Robotic Surgery for Colon Cancer

Colon cancer is an extremely curable disease. Dr. David Rivadeneira, Chief of Colorectal Surgery at Huntington Hospital, spoke about the tremendous strides in the area of colon cancer treatments. 

"If you are diagnosed with Stage 1 or Stage 2 Colon Cancer, the survival rates and chance of living the rest of the your life without cancer are 85-99%," explained Dr. Rivadeneira.

Of course, rates of survival decrease as cancer is in stage 3 or stage 4, but there is still a 60% chance of survival with chemotherapy. 

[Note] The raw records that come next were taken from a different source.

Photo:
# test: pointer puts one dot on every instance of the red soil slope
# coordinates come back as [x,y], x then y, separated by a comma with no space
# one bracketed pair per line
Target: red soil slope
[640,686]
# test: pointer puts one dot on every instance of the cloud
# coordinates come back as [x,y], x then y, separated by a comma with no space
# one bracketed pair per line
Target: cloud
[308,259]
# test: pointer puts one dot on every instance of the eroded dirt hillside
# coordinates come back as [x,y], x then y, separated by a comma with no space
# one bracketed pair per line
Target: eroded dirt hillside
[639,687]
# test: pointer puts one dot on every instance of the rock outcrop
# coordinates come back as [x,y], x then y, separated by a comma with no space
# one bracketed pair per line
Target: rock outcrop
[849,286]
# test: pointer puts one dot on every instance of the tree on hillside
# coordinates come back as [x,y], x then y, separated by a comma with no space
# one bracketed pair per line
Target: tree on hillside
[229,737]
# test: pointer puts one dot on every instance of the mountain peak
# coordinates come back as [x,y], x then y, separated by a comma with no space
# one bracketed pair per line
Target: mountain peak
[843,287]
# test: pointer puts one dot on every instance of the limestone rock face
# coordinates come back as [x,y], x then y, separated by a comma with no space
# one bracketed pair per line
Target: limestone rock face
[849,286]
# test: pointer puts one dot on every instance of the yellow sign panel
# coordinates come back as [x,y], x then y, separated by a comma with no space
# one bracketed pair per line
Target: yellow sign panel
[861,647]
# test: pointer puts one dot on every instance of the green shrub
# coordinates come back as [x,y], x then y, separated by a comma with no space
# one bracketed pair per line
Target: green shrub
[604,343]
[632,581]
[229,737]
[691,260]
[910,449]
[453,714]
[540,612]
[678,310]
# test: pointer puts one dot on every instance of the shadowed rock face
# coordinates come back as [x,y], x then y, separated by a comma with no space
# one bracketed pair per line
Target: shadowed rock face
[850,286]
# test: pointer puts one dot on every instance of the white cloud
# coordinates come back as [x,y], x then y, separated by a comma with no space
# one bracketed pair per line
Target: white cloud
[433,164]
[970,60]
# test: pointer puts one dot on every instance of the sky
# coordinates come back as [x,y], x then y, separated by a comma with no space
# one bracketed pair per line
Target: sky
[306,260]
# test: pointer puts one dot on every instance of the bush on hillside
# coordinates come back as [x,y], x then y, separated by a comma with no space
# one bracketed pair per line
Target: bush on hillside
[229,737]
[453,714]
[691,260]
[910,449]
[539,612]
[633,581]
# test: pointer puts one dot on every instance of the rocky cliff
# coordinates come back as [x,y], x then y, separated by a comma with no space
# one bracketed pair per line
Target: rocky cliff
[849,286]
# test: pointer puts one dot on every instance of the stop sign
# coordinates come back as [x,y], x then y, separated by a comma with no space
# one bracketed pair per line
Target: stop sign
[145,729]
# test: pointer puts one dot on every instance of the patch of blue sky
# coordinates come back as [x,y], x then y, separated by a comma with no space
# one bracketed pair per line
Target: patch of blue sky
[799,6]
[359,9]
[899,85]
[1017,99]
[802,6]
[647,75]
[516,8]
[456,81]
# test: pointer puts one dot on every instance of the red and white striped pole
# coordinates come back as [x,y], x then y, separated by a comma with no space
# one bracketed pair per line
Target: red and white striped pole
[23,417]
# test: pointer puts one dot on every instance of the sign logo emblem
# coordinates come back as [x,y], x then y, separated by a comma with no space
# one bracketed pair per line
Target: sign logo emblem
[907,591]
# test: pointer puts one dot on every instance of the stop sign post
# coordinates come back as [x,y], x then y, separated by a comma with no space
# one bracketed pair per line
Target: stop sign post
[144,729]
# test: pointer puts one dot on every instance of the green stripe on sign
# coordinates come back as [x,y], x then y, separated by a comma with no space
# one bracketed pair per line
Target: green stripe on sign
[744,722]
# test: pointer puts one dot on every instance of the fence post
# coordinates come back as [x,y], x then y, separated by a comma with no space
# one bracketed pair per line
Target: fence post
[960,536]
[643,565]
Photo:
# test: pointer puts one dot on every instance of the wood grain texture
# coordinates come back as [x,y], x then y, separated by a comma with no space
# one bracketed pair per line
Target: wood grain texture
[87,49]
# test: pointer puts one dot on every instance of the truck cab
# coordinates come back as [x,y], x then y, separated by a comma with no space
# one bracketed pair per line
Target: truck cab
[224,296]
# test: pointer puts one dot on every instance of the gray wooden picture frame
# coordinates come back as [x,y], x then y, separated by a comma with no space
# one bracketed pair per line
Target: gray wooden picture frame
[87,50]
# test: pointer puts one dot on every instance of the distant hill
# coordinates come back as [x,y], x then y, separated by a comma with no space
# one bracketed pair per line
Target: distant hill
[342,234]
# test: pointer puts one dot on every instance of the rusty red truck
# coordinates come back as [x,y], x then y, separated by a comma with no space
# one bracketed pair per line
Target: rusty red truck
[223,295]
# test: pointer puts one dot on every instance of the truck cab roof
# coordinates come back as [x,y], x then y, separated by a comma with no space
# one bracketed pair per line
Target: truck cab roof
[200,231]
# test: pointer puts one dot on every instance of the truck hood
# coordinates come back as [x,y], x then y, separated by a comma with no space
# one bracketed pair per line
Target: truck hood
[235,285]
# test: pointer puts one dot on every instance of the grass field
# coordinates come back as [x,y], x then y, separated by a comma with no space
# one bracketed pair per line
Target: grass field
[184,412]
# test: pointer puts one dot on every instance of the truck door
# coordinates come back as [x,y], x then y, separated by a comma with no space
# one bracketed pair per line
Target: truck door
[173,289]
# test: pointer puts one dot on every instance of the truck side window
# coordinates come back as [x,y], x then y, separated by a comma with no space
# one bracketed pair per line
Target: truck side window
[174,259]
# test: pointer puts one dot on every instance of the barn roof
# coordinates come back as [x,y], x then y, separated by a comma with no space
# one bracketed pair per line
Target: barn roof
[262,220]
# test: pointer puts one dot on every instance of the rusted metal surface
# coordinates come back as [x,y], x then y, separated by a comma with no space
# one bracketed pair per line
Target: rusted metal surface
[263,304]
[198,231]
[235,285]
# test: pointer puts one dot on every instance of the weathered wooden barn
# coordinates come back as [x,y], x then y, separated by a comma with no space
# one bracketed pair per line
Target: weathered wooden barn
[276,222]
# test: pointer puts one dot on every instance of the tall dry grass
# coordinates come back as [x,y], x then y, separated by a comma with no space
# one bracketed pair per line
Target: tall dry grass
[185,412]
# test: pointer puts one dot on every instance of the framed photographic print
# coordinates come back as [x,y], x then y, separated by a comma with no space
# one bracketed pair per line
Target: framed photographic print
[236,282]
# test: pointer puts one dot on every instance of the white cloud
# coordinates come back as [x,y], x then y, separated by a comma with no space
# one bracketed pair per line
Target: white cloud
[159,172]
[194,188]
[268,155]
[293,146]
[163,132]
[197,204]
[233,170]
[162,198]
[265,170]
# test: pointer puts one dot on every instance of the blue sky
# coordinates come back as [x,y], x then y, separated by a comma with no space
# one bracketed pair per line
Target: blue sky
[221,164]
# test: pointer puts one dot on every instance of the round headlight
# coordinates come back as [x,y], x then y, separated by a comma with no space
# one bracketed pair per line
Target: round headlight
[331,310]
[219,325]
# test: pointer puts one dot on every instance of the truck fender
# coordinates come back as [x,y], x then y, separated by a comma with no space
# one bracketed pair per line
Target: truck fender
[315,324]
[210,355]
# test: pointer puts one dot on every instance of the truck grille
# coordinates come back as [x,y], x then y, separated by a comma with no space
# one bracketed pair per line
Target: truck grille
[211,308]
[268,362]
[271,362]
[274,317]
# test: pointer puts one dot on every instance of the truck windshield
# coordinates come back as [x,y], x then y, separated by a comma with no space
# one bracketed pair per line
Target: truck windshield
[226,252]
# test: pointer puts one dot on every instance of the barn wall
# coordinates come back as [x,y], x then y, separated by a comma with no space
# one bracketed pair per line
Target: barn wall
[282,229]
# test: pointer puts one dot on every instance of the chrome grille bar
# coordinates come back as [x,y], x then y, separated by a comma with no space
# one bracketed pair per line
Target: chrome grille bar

The first line of treatment is still surgical resection - removal of the tumor along with the lymphnodes in the surrounding area. This continues to be the mainstay treatment for colon cancer. Chemotherapy is only given to those patients that have a tumor which has spread to other areas of the body. Surgery is still the gold standard of treatment if the cancer is in the early stages. 

robotic surgery now being used for colon cancer

The old standard in colon cancer surgery involved a large incision, called a laparotomy. "That way of performing the surgery is being done less and less. The standard now is often minimally invasive options such as laparoscopic or robotic," said Dr. Rivadeneira. 

Usually the robotic approach for colon or rectal cancer requires several small incisions. One incision is made around the belly button area and two or three more for the robotic arms that assist during the surgery. With this approach, patients experience a  less invasive experience with minimal tissue trauma and bleeding. They're able to visualize the nerves and the tissues much better and it allows access to different areas of the abdomen in the lower pelvic area for people with rectal cancer in particular.

The surgery takes on average from 1.5 hours to 3 hours. Patients who are obese tend to have longer surgery. Patients are in the hospital for about 2 or 3 days. Full recovery takes about 2 weeks.

Similar to prostate cancer, robotic surgery is being used more and more in rectifying colon cancer. The procedure offers patients less recovery period and scarring from the incision.  "This is a tremendous improvement. Open surgery would keep the patient in the hospital for 2 weeks and recovery was 8-12 weeks. It makes a huge difference," said Dr. Rivadeneira.